İyi Parti GİK(Genel İdare Kurulu), 31 Mart Yerel Seçimlerinden önce aldığı bir kararla seçimlere hiçbir parti ile ittifak olmaksızın (özübaşına) tek başına girme kararı aldı.
Başarısız bir seçim döneminde yaşanan yanlış ve isabetsiz aday tespitleri, kullanılan dil, 31 Mart’ta alınan seçim sonucuyla noktalandı.
İYİ Parti, seçim çalışmaları boyunca yirmi iki yıllıdır iktidarda olan gerçek İslamiyet’in özünden soyutlanmış, Siyasal İslam sosuna batırılmış, halkı fakirleştiren, kalkınmacı hamlelerden uzak, yoksulluğu yöneten tek adam rejimine karşı dişe dokunur muhalif duruşunu gösteremedi.
Eleştiri oklarının tamamını ana muhalefet partisine ve bu yetmezmiş gibi bir zamanlar cumhurbaşkanlığına aday göstermek istedikleri Ekrem İmamoğlu ve Mansur Yavaş’a yöneltmeleri, yapılan seçimin sonucunda İYİ Parti adına hazin bir sonuç doğurdu. Çünkü İYİ Parti il ve ilçe teşkilatlarına kayıtlı üyelerinin çoğunluğu gelişmeleri hayretle izliyor ve muhalefete yüklenen suçlamaları kabullenemiyorlardı.
Hülâsa büyük bir yenilginin ardından İyi Parti Genel Başkanı Sayın Meral Akşener, seçim sonrası yaptığı konuşmada, yenilginin sonucunu tek başına üstlenerek, 27 Nisanda yapılmasını istediği olağanüstü kongre kararı aldı ve kongrede aday olmayacağını açıkladı.
Görüldüğü kadarıyla şu an için genel başkanlığa 4 aday isminin önplana çıktığını görüyüruz. Koray Aydın, Musavat Dervişoğlu, Av. Günay Kodaz ve Ahmet Tolga Akalın.

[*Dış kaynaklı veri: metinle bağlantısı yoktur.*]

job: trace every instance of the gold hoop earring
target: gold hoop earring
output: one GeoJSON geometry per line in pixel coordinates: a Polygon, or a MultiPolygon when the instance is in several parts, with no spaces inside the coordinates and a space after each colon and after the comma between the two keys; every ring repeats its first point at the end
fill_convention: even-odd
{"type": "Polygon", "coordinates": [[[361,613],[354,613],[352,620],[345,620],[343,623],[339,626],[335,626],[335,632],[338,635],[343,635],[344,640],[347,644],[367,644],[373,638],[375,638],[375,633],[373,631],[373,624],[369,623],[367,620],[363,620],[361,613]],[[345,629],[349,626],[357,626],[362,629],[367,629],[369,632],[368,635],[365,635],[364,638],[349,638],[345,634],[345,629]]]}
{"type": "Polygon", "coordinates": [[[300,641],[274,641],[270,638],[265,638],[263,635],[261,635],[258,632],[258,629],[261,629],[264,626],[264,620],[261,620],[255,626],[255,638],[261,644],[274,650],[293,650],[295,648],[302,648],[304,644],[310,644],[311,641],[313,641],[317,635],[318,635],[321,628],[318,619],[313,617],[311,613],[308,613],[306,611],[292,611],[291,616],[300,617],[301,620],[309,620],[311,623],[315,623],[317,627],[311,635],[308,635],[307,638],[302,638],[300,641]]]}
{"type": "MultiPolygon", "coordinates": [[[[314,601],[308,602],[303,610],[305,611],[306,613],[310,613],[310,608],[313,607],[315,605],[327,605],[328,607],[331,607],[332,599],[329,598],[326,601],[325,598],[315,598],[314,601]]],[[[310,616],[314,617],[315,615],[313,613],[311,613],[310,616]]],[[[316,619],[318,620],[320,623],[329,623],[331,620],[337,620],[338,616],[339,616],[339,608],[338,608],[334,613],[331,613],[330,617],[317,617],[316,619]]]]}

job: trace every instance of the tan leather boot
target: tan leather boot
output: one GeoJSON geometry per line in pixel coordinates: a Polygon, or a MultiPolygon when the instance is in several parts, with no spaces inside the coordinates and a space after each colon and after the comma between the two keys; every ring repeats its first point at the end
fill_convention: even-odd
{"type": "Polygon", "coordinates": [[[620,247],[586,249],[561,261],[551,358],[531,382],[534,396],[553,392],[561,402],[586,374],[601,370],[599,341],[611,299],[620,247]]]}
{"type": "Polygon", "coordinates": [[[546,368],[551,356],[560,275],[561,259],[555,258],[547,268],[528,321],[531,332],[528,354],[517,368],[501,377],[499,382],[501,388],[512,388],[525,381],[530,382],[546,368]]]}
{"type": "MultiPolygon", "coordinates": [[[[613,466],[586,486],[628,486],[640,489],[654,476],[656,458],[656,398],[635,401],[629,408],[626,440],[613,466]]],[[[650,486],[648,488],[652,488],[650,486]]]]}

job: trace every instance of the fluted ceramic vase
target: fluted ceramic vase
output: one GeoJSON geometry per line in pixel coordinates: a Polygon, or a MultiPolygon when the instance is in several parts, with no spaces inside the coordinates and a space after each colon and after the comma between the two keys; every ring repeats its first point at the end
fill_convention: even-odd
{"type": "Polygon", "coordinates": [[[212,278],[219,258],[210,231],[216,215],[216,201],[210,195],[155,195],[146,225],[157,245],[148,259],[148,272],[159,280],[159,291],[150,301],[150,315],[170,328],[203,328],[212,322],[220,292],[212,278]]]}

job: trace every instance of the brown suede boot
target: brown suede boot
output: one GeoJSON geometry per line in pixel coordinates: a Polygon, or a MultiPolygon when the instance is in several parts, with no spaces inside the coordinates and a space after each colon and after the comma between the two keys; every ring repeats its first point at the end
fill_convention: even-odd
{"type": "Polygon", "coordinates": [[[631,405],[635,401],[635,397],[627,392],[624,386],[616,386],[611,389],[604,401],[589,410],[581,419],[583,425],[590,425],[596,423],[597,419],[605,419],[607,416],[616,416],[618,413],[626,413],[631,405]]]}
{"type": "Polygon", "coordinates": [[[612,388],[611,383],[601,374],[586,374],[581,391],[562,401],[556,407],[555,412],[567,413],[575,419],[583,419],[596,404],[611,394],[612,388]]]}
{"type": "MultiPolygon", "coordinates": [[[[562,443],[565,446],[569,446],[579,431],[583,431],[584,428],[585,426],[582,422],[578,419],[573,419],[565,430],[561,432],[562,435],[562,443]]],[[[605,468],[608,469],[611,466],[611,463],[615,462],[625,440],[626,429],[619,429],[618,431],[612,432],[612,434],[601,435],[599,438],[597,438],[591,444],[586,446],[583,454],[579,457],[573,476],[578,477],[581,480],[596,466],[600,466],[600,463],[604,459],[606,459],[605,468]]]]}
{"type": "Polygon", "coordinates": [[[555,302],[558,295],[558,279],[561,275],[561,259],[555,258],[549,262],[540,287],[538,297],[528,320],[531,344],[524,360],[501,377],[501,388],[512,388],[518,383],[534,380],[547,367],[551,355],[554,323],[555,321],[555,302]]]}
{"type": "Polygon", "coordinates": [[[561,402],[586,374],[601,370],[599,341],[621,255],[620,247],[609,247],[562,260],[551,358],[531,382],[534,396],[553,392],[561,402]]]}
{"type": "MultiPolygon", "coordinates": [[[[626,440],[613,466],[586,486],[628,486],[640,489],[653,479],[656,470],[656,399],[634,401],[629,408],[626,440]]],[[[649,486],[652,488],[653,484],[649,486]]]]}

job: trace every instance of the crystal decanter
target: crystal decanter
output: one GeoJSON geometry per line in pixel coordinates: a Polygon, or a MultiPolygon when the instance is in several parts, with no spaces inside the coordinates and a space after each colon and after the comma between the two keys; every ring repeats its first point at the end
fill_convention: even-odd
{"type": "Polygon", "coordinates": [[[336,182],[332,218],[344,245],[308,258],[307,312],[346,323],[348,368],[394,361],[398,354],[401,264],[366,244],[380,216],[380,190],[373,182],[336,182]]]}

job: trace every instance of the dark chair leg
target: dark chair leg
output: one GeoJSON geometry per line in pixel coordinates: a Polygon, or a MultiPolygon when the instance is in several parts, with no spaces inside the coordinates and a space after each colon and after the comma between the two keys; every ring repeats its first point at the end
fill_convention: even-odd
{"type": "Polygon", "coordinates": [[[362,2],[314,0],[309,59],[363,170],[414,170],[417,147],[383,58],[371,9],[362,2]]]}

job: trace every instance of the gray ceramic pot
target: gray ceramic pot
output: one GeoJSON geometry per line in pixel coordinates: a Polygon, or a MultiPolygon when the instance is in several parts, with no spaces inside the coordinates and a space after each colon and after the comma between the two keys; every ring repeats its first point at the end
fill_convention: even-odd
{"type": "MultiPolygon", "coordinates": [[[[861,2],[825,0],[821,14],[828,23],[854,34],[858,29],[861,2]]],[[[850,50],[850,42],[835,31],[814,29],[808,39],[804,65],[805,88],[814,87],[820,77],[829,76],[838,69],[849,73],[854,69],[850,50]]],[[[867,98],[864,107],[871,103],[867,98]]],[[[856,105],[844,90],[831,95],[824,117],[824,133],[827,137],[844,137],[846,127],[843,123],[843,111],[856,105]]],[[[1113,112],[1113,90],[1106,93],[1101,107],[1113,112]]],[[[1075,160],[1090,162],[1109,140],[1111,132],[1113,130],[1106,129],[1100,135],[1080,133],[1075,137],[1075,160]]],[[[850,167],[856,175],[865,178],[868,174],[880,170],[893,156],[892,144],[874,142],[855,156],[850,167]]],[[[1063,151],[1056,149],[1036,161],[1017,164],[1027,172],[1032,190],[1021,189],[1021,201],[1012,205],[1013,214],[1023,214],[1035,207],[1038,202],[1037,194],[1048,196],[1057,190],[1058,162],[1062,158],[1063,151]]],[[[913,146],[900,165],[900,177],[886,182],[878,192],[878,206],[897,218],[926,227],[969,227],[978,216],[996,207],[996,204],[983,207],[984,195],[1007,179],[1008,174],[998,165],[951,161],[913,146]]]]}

Adaylar arasında parantez açmak gerekirse; Koray Aydın, İYİ Parti’nin bu duruma gelmesinin en büyük sebeplerinden birisi. Teşkilatlardan Sorumlu Genel Başkan Yardımcılığına atandıktan çok kısa bir süre sonra her budağından taze sürgünler yeşeren genç br fidan gibi gelişen İYİ Partinin bütün yurtta kurucu il ve ilçe yönetimlerini tek bir genelgeyle istifaya davet etti ve yerlerine MHP’den tanıdığı kendisine sadık ekipleri il ilçe yönetimlerinn başına atadı. Denilebilir ki, bugün için olağanüstü kurultayda oy kullanacak il ve ilçe delegelerinin büyük çoğunluğu onun atadığı yönetim kurullarının delegelerinden oluşuyor.
Diğer bir aday Musavat Dervişoğlu kazandığında partiyi eski durumuna getirirmi, biraz fuluğ görünse de onun şu sözünü değerli buluyorum: “İyi Parti milliyetçi aynı zamanda demokrat ve kalkınmacı umdeleriyle Atatürk’ün kurduğu milli devletin temel ilkelerine bağlı bir siyasi parti olarak esasen merkezin ta kendisidir.”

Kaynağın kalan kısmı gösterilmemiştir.